California Supreme Court Breaks With FLSA on Overtime Due for Flat-Sum Bonuses

by Akin Gump Strauss Hauer & Feld LLP

Akin Gump Strauss Hauer & Feld LLP

Key Points

  • In Alvarado v. Dart Container Corp. of California, the California Supreme Court held that California law—unlike federal law—requires employers to calculate overtime by treating flat-sum bonuses as if they were earned during only nonovertime hours.
  • Employers who previously used the FLSA method for calculating overtime on such bonuses can limit their liability by making one-time payments to current employees to make up the difference on bonuses already paid.
  • The court’s holding does not apply to bonuses based on productivity, such as production bonuses, piecework bonuses or commissions.

On March 5, 2018, in Alvarado v. Dart Container Corp. of California, the California Supreme Court broke with federal law on the question of “how an employee’s overtime pay rate should be calculated when the employee has earned a flat sum bonus during a single pay period.” Slip op. at 1.

Federal regulations implementing the Fair Labor Standards Act (FLSA) require employers to account for nondiscretionary bonuses when calculating overtime by treating the bonus as if it were earned during each hour of work in the pay period. Thus, the employer calculates the per-hour value of the bonus by dividing the total bonus amount by the total hours worked. Because overtime hours must be compensated at 1.5 times the regular rate of pay, the employee is then due an overtime premium equal to 0.5 times the per-hour value of the bonus, multiplied by the number of hours worked in the pay period.

Conversely, Alvarado held that, under California law, the employer must treat the bonus as if it were earned during only the nonovertime hours in the pay period. In practice, this approach differs from the FLSA approach in two ways. First, when calculating the per-hour value of the bonus, the employer must divide the bonus amount by the nonovertime hours, rather than the total hours worked. Second, the employer must calculate the overtime premium due on the bonus by multiplying its per-hour value by 1.5, rather than 0.5.

The approach adopted in Alvarado is not novel, and, in fact, it tracks the enforcement position taken by the Division of Labor Standards Enforcement (DLSE) since at least 2002. However, California case law regarding the regular rate of pay has traditionally deferred to the federal regulations, so Alvarado represents a notable departure and another potential pitfall for California employers, particularly those with employees both within and outside of the state.

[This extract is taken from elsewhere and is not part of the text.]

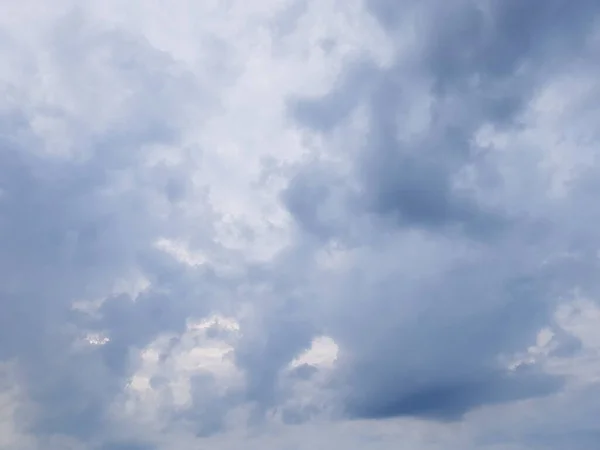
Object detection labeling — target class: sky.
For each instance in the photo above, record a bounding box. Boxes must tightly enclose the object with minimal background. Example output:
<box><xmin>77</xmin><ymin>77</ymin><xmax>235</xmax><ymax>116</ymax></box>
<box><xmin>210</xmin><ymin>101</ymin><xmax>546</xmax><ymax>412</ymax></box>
<box><xmin>0</xmin><ymin>0</ymin><xmax>600</xmax><ymax>450</ymax></box>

The California and federal methods of calculating overtime on such bonuses are unlikely to yield widely divergent results in practice. Nevertheless, the potential liability for California employers who have, until now, taken the FLSA approach may be significant, given the potential for penalties on derivative claims, like waiting-time penalties under Labor Code Section 203 or civil penalties under the Private Attorneys General Act (PAGA). Employers can reduce some of this risk by making one-time payments to current employees to make up the difference on flat-sum bonuses already paid. In many cases, these payments would be relatively small (particularly if the employees do not work substantial amounts of overtime) and would likely eliminate the potential for much larger waiting-time penalties if litigation were to arise. Such corrective action may also support a reduction in any penalty award if the employer were found liable in a PAGA action.

Finally, employers should be aware that the Alvarado methodology does not appear to apply to all types of nondiscretionary bonuses. Alvarado concerned a flat-sum attendance bonus of $15, which employees earned each time they worked a Saturday shift of any length. The court carefully distinguished between that type of bonus—which is wholly independent of the hours worked—and bonuses based on productivity, like “production or piecework bonus[es]” or “commission[s],” which “increase[s] in rough proportion to the number of hours worked.” Slip op. at 29.

Without deciding the issue, the court indicated that a different method would likely be appropriate for productivity-based bonuses. Notably, the DLSE makes the same distinction between productivity-based and flat-sum bonuses, and it tracks the FLSA regulations for calculating overtime on productivity-based bonuses.

DISCLAIMER: Because of the generality of this update, the information provided herein may not be applicable in all situations and should not be acted upon without specific legal advice based on particular situations.